The Johns Hopkins School of Education has announced that the Rev. Dr. Frances "Toni" Murphy Draper, the CEO and publisher of the AFRO American Newspapers, will deliver the keynote address at this year's school graduation ceremony, Tuesday, May 23, at 7 p.m. on Homewood Field—almost 50 years to the day after receiving her master's degree from the School of Education.
A lifelong Baltimorean, Draper earned her Master of Science in education at Johns Hopkins in 1973, following in the footsteps of her mother, the late Frances L. Murphy, who earned the same degree. Draper also holds a bachelor's degree in Spanish language education from Morgan State University, advanced degrees in business administration (University of Baltimore) and pastoral counseling (Loyola College, now Loyola University Maryland), and a doctorate in ministry (United Theological Seminary). From 2002 until 2022, Draper was pastor of Freedom Temple AME Zion Church in South Baltimore.
"Johns Hopkins was instrumental in my career," says Draper, who applied her newly minted degree teaching in Baltimore City Public Schools. "My master's degree in education formalized and enriched what I was already was doing in the classroom and made me a complete teacher."
Through publishing, the pulpit, and the classroom, Draper has parlayed her skills into a position of leadership in the Baltimore community through a unique commitment to giving back and continuous education. She served as vice chair of the Morgan State University board of regents and is chair of the board of the AFRO American Newspapers. She also served on the boards of the United Way of Central Maryland, Loyola University Maryland, and the Y of Central Maryland, and was the vice chair of Baltimore's Literacy Foundation. She has been named among Maryland's Top 100 Women three times by the Daily Record and has been enshrined in their Circle of Excellence.
The AFRO American Newspaper—better known as The AFRO—was founded by Draper's great-grandfather, John Henry Murphy, in 1892, when he bought the name and a printing press from a group of local pastors for $200. "They were better pastors than they were printers, but my great-grandfather turned it into a lasting institution," Draper says. The AFRO has been in Draper's family ever since.
The worlds of publishing, preaching, boardrooms, and classrooms are not so far removed from one another as would first appear, Draper says, and her seemingly eclectic background coalesces in a personality of uncommon force and community impact.
"These endeavors in business, church, and in publishing, and that of education are really based in the same skills. All are about teaching, yes, but also about motivating, about leading, about communicating and about inspiring others. Mostly, it's about caring," Draper says when asked to explain how all her diverse interests have shaped her life. "If you can lead a room of seventh and eighth graders, you can lead anywhere."
On that point—caring—Draper is most forceful. Above all, teachers must be role models and aware that the things they say are only half of an incredible power they possess to reach young people and shape complete human beings ready for the world.
In many ways, Draper says she is still learning the same lessons of 50 years ago.
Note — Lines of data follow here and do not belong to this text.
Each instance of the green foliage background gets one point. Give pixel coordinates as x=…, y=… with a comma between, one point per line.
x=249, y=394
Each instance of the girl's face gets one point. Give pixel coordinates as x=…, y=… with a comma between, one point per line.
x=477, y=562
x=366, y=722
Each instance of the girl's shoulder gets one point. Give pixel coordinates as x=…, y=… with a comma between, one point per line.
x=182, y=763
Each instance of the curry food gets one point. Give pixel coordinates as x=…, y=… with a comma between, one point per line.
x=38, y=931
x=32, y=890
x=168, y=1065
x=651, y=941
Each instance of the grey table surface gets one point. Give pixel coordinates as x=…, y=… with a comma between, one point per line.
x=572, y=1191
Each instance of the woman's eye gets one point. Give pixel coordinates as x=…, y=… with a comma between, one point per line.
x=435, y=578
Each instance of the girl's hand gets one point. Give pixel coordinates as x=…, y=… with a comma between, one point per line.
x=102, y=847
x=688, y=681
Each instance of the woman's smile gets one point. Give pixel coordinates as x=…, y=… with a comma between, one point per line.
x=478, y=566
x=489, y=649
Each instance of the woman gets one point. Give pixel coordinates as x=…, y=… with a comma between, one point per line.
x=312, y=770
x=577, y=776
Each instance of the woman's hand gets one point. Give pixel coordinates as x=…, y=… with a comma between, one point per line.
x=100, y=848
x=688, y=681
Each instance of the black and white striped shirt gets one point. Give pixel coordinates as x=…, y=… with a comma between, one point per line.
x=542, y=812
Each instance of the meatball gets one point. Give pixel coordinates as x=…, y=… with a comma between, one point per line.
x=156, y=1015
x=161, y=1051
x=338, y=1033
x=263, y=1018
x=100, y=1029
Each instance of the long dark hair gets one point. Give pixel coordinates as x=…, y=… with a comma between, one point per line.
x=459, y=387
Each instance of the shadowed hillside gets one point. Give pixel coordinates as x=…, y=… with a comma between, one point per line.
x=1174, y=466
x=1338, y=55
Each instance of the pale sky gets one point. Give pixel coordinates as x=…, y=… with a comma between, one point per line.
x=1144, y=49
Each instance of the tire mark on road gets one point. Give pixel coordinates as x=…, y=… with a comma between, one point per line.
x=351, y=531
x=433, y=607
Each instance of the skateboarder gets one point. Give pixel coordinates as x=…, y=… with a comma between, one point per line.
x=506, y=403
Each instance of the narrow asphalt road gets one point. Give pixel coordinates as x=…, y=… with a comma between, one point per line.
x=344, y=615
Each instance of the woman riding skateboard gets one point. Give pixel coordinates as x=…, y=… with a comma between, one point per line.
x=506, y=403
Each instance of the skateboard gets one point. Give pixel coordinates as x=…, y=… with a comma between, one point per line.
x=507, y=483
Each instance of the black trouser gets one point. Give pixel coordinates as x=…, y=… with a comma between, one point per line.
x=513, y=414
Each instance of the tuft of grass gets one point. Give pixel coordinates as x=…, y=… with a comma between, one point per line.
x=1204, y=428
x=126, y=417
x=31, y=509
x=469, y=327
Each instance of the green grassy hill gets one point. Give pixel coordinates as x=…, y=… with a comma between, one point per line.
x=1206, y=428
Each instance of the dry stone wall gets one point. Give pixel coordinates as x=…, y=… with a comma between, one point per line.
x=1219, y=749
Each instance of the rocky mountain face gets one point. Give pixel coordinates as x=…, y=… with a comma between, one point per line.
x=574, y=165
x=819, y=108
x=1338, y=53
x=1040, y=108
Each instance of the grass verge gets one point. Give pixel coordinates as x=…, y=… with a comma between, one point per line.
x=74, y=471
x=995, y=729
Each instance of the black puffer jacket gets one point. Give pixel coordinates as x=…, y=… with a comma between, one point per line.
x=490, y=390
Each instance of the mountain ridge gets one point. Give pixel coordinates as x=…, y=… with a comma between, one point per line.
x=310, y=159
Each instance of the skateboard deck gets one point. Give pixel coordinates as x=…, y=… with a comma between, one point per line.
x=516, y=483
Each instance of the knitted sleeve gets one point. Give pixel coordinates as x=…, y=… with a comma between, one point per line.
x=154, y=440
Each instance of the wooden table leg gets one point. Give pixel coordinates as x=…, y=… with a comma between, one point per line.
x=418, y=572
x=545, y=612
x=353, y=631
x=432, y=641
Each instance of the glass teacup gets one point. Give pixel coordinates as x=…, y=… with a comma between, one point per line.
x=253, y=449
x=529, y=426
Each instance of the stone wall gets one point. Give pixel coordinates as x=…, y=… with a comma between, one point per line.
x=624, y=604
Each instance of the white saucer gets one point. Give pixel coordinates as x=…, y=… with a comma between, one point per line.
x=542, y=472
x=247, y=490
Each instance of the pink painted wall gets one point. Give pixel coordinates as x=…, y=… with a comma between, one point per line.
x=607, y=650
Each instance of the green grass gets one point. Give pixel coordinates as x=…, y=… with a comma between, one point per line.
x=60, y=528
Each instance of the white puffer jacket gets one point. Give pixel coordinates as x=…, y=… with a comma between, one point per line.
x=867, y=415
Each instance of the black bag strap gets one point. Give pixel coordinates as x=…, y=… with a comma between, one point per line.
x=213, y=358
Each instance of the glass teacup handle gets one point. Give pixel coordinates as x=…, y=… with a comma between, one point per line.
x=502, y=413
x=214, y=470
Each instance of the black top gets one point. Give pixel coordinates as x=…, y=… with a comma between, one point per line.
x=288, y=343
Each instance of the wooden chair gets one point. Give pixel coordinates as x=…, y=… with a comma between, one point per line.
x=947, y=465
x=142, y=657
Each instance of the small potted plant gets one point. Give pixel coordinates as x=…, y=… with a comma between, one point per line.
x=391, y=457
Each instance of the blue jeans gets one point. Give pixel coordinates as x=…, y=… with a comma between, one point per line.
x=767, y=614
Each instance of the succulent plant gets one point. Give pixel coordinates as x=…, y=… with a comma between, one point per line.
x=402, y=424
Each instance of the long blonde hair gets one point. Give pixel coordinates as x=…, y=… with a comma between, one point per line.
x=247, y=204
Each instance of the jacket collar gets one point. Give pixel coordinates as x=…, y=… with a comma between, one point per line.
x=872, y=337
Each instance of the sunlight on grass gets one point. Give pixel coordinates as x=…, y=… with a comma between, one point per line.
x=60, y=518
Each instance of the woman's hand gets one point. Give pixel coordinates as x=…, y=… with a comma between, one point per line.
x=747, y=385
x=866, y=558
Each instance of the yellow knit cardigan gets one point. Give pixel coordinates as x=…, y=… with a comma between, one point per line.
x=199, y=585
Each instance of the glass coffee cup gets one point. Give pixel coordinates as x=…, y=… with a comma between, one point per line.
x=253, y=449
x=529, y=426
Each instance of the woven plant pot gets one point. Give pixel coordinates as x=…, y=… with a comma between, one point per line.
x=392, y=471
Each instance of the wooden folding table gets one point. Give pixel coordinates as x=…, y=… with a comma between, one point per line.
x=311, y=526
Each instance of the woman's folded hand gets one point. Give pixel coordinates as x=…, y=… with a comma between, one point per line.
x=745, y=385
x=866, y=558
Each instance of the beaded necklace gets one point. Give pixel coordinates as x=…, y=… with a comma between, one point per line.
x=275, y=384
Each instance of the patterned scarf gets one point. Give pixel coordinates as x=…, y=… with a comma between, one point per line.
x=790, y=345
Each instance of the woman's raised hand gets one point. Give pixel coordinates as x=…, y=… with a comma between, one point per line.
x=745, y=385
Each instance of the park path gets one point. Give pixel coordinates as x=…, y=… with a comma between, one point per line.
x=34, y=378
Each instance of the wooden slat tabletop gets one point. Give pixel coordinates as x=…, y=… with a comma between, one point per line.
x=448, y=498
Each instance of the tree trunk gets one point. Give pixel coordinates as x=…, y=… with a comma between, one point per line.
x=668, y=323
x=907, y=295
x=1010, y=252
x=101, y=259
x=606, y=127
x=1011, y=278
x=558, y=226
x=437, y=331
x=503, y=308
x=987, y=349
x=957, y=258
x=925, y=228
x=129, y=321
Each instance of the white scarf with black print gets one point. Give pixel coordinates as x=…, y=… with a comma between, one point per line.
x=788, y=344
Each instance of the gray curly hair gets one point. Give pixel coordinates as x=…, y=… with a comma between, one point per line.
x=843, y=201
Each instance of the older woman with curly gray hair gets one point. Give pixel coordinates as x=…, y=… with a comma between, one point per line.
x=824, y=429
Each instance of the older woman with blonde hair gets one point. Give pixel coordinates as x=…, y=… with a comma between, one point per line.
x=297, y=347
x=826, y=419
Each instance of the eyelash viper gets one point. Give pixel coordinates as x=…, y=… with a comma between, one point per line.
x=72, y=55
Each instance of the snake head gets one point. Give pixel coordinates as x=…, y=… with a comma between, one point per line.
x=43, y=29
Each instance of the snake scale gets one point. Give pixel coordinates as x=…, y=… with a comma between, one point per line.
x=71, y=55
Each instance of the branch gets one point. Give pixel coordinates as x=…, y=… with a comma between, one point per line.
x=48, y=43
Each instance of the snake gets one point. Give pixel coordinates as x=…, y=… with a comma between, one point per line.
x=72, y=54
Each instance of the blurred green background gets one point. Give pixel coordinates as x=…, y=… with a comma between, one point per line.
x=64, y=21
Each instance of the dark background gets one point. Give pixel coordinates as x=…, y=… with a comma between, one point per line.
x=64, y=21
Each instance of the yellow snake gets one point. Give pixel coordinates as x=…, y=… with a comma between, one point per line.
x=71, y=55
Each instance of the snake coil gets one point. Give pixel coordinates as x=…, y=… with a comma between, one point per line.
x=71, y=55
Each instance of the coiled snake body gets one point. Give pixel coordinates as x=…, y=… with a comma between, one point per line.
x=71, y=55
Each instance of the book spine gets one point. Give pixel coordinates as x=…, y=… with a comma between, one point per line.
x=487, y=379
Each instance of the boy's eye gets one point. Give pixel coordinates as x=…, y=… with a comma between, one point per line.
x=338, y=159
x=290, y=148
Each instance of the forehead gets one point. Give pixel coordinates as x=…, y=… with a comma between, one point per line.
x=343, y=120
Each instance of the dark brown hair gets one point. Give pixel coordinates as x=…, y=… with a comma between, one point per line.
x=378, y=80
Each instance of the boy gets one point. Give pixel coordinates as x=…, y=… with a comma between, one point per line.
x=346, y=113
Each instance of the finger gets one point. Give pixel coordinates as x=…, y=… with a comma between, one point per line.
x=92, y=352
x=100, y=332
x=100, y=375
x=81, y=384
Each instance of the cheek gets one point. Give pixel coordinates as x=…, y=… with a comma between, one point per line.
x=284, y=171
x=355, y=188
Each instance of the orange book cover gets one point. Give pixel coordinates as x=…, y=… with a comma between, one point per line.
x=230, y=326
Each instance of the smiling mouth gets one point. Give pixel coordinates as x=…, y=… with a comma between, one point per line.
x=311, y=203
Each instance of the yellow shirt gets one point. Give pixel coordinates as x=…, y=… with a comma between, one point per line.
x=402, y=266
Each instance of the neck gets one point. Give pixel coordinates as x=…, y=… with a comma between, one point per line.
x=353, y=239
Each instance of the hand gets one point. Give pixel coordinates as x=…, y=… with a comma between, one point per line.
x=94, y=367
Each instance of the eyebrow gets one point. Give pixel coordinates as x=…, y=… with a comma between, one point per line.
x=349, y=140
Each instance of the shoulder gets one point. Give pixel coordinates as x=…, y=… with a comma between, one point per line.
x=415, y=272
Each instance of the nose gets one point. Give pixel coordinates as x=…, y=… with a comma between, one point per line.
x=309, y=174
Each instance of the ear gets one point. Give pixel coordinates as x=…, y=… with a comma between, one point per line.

Every word and every action—everything one does—are seen and heard by someone desperate for examples of how to live a good and full life. Educators must never forget they are role models, she says.
"Kids need stability. They need educators who care," Draper says. "I'm just hoping to be an inspiration to the graduating class the way I hope they will be to their students. Follow your passions. Make the most of your skills and your time. And never forget: Character is important. I can't teach you something I'm not trying to live myself."